Yes the results are finally in....PICS!!!! I've been having some time and computer issues...not enough time to edit pics and computer wanting to be slow (getting some age like me, LOL) when I can.

Here's a list of the latest logs sawn...Spalted poplar crotches, Aged red oak and Aged red oak crotches, spalted ailanthus and crotch, spalted elm.

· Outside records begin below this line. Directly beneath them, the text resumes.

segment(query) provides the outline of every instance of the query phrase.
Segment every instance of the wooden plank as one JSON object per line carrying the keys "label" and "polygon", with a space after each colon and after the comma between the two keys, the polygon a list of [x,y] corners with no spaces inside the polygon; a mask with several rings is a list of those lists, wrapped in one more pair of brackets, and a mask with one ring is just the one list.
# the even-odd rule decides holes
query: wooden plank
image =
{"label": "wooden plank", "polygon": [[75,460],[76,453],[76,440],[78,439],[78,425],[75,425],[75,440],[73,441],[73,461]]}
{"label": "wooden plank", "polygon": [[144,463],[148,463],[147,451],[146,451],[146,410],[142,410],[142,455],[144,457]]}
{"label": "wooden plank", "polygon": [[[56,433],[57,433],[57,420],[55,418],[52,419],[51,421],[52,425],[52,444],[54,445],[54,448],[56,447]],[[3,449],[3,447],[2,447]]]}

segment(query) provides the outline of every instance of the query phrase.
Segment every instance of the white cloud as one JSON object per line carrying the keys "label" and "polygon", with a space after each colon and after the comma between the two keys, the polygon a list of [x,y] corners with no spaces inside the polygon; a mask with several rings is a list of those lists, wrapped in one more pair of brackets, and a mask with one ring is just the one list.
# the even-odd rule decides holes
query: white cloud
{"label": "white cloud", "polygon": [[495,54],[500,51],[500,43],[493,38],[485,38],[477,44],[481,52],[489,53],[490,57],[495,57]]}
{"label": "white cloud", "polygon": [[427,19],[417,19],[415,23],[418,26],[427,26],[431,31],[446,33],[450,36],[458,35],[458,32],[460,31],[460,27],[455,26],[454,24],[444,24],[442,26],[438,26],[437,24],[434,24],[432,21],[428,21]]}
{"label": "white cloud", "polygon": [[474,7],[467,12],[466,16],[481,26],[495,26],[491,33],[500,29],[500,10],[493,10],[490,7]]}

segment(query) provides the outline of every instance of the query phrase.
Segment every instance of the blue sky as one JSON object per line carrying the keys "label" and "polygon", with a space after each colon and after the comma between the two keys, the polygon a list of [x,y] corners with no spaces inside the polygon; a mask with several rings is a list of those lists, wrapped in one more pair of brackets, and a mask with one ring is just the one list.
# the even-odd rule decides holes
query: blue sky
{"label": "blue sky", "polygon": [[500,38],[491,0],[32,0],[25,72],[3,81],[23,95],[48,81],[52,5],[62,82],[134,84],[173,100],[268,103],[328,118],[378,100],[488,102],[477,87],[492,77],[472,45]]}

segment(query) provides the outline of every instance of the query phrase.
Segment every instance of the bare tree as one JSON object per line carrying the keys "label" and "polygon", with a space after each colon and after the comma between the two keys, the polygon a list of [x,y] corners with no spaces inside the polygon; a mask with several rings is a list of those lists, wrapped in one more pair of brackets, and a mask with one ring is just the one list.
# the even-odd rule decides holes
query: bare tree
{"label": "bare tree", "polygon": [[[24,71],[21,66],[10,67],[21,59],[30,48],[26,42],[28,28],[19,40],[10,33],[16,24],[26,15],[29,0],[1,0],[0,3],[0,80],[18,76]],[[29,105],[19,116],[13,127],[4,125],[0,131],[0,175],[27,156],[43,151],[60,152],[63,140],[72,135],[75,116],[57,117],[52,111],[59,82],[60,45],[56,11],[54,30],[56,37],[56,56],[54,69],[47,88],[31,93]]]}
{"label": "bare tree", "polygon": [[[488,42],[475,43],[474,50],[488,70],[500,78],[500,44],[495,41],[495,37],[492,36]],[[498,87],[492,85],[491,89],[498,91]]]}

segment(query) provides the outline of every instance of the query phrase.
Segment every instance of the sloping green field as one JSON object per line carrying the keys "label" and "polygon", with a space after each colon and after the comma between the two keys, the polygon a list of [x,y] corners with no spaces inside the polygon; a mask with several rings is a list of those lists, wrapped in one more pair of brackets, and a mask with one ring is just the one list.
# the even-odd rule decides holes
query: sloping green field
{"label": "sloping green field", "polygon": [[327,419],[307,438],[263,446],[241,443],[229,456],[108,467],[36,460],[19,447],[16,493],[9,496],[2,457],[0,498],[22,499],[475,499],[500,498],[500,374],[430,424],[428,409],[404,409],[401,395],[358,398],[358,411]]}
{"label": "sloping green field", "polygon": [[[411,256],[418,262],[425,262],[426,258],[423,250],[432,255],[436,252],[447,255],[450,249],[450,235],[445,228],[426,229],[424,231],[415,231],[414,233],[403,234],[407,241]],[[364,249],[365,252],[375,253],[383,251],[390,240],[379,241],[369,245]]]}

Part of these I've featured already in recent posts so I'll try not to double thread them.

Here's a link to all the pics on my website: http://www.tsmfarms.com/new-and-hot-off-the-mill.html 

BUT here's a tease of what's to see there... please enjoy!!!


----------



## Da Aardvark (Oct 11, 2012)

In the Latin would those be called ''Beautious Splateus''?
You have the God given knack for timing those logs. 

Nice!


----------



## mikeswoods (May 18, 2009)

If you keep this up,Tim, I'm going to have to get my own mill---I want the fun of opening up the oyster and looking for pearls.


----------



## Tennessee Tim (Dec 15, 2010)

mikeswoods said:


> If you keep this up,Tim, I'm going to have to get my own mill---I want the fun of opening up the oyster and looking for pearls.


If they were all pearls AND sold it'd be more fun...LOL. IF you only could see the disappointments BUT I've been Blessed and not had very many of those, the Lord Blessed me with a eye for laying out for best cuts AND timing/patience for waiting for the aging and spalting. I think the biggest disappointment Alan T. had warned me prior to cutting was a knotty oak 
here's the link http://www.woodworkingtalk.com/f26/went-get-walnut-but-whoa-72321/ ...NOT a total loss BUT I expected deeper curl/

Da Aard THANKS!!!! Lovin' your house project....CONGRATS on the finish!!!!


----------



## Burb (Nov 30, 2012)

Gotta love wood ****!!


----------



## Woodychips (Oct 3, 2015)

Nice spalting Tim! Question. What do you do with the stuff that has soft patches? Use wood hardeners?


----------



## Tennessee Tim (Dec 15, 2010)

Woodychips said:


> Nice spalting Tim! Question. What do you do with the stuff that has soft patches? Use wood hardeners?


Woody, up till now I haven't BUT I've thought about it several times ESPECIALLY when trying to fill the wood with waterlox (which is thin itself) and it's just soaking it up.

I've used lacquer mixture as a finish and i could let sit a few minutes then rub with retarder and move from solid wood to soft and fill the wood....I haven't found a trick YET for the waterlox.


----------



## Da Aardvark (Oct 11, 2012)

2 part epoxy works great for that.
It turns punky wood into a rock solid mass.
Generally the 1st coat soaks in fast and the 2nd coat is the finish.
Then if a hi-gloss is not wanted it can be sanded and polished to a desired sheen OR re-coated with a non oil based finish (oil based tends to want to crack).


----------



## Woodychips (Oct 3, 2015)

I've used Polyall 2000 in the past. Not sure if it's still available. There's too much good wood without the punk out there so it's been years since I've used it.


----------



## Allen Tomaszek (Dec 11, 2010)

That's some pretty awesome spalting for sure Tim. Love seeing the cuts you produce.


----------